One day even I have put miller apron on as the fourth miller of the Smajstrl family. Father Arnost died suddenly and there were plenty of pending orders in the mill. "You have to finish it Zdenek as no one else understands these machines" my neighbors told me and I was convinced. I had studied at the Pedagogical Institute and had spent thirty years of teaching experience at the Tatra Koprivnice School.
In the old mill, after my father, I finally milled the buckwheat for a year and a half. It was a long time for me to go back to my childhood at least in my memories and again I could watch grandfather Francis how in the spring he plows the fields before sowing or before the storm he hustle horses and carriage with buckwheat sheafs. In moments of leisure I browsed my father's notes. He wrote a variety of data about buckwheat in a thick black notebook. I saw him gradually becoming aware that this cereal will become an important food in rational nutrition in the future due to its healing effects. Together with son Vladimir, my older brother, he even organized a conference in Nitra which was visited by planters and buckwheat processors from all over the country. In front of the full auditorium father Arnost lectured on a special variety of buckwheat called pyra which has good fertility in the mountain conditions the same grain size and excellent taste qualities.
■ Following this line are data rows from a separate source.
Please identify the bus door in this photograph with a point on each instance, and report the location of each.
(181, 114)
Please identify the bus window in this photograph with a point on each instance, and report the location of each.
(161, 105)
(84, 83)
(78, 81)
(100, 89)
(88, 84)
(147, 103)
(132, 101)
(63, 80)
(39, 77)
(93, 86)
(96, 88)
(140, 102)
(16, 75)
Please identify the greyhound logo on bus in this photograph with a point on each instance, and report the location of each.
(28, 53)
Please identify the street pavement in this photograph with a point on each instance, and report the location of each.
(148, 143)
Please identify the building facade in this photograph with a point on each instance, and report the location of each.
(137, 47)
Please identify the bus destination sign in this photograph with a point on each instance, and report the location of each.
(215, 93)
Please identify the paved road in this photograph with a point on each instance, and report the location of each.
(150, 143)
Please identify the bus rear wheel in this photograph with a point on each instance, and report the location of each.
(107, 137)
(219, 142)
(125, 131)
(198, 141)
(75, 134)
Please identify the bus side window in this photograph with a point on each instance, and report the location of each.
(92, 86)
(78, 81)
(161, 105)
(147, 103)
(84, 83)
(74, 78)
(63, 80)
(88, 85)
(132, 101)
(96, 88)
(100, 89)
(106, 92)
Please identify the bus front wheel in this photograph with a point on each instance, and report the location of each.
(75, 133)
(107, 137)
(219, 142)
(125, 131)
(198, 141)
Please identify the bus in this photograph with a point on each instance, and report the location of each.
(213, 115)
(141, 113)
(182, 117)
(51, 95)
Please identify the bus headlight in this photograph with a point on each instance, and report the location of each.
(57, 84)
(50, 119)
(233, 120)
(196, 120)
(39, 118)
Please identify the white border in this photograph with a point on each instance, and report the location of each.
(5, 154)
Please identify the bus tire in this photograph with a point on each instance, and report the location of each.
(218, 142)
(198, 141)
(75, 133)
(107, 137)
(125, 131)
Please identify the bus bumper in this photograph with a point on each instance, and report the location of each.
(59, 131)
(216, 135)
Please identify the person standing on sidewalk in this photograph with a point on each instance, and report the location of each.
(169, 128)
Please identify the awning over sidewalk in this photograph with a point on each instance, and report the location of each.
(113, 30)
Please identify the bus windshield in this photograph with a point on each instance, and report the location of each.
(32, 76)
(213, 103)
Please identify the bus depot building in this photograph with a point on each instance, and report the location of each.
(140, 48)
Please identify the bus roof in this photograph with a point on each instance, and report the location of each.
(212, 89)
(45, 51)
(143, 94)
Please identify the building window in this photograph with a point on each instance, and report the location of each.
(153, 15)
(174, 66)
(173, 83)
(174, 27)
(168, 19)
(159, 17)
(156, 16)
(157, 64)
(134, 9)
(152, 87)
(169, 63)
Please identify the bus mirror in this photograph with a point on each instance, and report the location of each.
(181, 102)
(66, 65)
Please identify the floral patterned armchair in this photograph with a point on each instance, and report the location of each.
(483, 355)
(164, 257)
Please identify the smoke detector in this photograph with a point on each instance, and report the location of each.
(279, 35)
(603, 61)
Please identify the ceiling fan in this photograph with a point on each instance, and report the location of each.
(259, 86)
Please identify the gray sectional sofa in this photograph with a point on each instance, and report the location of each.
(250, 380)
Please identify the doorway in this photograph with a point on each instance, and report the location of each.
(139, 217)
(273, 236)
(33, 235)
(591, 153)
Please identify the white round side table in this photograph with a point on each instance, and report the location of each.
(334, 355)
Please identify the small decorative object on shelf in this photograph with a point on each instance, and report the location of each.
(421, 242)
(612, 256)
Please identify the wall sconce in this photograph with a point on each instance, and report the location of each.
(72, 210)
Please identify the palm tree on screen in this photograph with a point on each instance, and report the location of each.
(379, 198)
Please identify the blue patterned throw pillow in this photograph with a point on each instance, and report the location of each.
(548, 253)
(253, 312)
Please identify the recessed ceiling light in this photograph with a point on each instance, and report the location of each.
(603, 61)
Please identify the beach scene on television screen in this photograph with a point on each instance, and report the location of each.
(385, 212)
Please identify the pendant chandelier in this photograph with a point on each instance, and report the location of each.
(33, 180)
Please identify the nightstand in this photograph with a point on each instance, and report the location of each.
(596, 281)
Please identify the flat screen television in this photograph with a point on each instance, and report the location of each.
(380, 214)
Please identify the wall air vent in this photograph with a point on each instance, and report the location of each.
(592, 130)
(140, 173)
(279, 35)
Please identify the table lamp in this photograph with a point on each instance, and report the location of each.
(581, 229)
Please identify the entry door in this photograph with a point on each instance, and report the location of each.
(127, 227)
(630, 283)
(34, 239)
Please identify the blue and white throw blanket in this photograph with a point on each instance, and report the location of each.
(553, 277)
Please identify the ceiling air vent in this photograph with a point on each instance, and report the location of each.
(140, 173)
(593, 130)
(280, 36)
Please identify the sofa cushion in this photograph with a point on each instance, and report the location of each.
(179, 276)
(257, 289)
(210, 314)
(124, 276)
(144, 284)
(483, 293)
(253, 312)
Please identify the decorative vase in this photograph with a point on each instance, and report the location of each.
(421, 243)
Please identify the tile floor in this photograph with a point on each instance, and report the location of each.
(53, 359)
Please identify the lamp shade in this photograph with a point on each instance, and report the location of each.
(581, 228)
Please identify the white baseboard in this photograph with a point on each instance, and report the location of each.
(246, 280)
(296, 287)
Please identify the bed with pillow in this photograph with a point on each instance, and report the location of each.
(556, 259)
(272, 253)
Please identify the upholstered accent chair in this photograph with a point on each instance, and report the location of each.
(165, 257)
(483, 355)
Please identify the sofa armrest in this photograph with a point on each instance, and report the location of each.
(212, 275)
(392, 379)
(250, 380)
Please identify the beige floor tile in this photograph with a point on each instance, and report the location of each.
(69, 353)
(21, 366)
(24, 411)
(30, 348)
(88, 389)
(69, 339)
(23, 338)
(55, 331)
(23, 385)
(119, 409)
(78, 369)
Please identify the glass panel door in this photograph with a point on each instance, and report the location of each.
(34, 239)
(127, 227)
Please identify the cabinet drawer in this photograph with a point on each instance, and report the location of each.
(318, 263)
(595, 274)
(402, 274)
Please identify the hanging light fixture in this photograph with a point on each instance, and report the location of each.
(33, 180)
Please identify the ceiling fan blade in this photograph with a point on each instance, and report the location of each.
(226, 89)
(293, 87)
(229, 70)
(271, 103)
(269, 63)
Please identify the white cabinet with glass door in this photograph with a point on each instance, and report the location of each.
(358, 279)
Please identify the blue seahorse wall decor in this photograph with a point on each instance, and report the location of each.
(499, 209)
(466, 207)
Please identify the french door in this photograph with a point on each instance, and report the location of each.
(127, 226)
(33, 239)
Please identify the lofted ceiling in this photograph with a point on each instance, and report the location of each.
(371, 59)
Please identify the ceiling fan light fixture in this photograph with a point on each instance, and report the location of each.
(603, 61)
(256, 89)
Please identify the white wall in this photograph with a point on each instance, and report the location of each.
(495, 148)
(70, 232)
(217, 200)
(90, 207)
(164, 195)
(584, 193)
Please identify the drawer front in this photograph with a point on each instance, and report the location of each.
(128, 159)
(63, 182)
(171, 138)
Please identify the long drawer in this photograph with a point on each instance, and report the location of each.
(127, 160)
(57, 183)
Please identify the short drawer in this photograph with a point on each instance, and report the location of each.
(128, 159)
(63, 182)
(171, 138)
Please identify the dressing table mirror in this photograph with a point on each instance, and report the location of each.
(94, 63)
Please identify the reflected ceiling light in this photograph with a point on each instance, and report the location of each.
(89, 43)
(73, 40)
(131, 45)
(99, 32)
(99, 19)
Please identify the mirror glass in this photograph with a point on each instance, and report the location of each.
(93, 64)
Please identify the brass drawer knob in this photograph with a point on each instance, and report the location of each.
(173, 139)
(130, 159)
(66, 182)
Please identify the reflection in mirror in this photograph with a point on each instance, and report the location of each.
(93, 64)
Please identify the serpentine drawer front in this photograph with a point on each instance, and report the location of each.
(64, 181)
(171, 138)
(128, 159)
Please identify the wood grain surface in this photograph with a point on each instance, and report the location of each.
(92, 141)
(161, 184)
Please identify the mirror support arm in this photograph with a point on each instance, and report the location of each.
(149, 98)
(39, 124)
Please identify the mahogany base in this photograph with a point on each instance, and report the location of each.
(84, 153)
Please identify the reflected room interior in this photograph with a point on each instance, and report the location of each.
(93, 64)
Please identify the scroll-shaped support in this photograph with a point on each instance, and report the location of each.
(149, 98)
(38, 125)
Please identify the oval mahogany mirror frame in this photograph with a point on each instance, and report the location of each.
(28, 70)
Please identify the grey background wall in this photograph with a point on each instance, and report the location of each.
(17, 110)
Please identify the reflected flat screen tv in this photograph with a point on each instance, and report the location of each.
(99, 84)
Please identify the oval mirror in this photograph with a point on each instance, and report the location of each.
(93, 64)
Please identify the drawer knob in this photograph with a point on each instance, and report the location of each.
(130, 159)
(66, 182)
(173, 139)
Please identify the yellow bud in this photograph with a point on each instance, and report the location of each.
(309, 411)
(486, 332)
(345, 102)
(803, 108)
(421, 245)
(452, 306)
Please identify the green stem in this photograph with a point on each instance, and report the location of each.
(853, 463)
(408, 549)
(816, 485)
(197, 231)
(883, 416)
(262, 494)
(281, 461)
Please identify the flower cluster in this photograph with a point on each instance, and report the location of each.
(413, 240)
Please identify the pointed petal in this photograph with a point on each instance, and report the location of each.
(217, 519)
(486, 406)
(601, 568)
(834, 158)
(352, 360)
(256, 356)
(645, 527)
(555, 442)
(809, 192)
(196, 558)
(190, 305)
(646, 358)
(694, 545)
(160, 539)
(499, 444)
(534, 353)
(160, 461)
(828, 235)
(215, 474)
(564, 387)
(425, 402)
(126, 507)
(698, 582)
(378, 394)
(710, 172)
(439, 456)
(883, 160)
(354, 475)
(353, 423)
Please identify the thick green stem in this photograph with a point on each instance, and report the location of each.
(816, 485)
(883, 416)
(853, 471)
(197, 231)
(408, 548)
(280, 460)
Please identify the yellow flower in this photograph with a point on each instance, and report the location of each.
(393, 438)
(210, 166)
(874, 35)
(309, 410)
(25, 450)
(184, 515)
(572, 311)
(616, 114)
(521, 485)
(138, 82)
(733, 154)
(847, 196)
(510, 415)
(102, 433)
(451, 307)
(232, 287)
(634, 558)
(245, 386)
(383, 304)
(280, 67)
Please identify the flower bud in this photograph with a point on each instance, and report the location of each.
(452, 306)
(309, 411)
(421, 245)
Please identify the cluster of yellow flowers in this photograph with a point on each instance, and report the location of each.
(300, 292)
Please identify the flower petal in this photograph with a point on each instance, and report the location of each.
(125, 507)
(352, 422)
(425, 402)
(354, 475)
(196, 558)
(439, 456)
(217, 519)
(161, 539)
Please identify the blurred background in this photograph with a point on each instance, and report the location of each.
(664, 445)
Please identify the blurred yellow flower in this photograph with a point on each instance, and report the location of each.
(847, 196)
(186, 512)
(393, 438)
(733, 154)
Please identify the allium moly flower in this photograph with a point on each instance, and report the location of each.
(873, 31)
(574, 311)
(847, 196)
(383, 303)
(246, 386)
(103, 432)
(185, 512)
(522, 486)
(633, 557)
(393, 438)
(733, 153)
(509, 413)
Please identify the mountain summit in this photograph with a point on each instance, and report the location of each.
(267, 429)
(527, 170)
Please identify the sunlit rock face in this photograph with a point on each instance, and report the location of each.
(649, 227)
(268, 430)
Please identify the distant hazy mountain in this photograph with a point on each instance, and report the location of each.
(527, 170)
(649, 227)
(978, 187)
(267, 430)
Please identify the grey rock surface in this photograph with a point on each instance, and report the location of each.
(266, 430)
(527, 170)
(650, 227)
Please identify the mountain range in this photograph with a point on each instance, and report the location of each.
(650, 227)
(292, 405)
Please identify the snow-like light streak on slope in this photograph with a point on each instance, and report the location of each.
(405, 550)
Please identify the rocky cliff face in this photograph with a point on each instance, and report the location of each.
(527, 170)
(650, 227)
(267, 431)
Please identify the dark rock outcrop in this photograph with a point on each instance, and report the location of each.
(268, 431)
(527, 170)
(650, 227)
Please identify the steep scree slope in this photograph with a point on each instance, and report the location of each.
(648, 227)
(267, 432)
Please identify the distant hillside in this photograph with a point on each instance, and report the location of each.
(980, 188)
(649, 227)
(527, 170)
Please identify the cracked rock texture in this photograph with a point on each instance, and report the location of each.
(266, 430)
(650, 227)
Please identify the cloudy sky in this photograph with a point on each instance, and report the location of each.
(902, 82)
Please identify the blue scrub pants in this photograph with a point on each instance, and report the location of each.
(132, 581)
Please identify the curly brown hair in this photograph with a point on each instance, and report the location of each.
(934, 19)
I succumbed to the mill's atmosphere after the year and a half and did not return to teaching. I knew that if I wanted to continue the miller's tradition I had to modernize the mill. Similarly as did my grandfather Francis. There was remodeling. Only the pillars and the roof were left from the original building. Inside of the mill is covered with ceramic tiles. I had to replace machines for peeling buckwheat. They were more like museum exhibits. My classmate Josef Gajdusek from Papratna helped me build the new machines. He still works as a technician for the machines in the mill today. The line he put into operation will process three tons of buckwheat per shift. Grandfather Francis put everything into his work yet he did not manage more than a ton per day. Well, progress is progress. But he certainly would not have envied me. Rather, he would be delighted.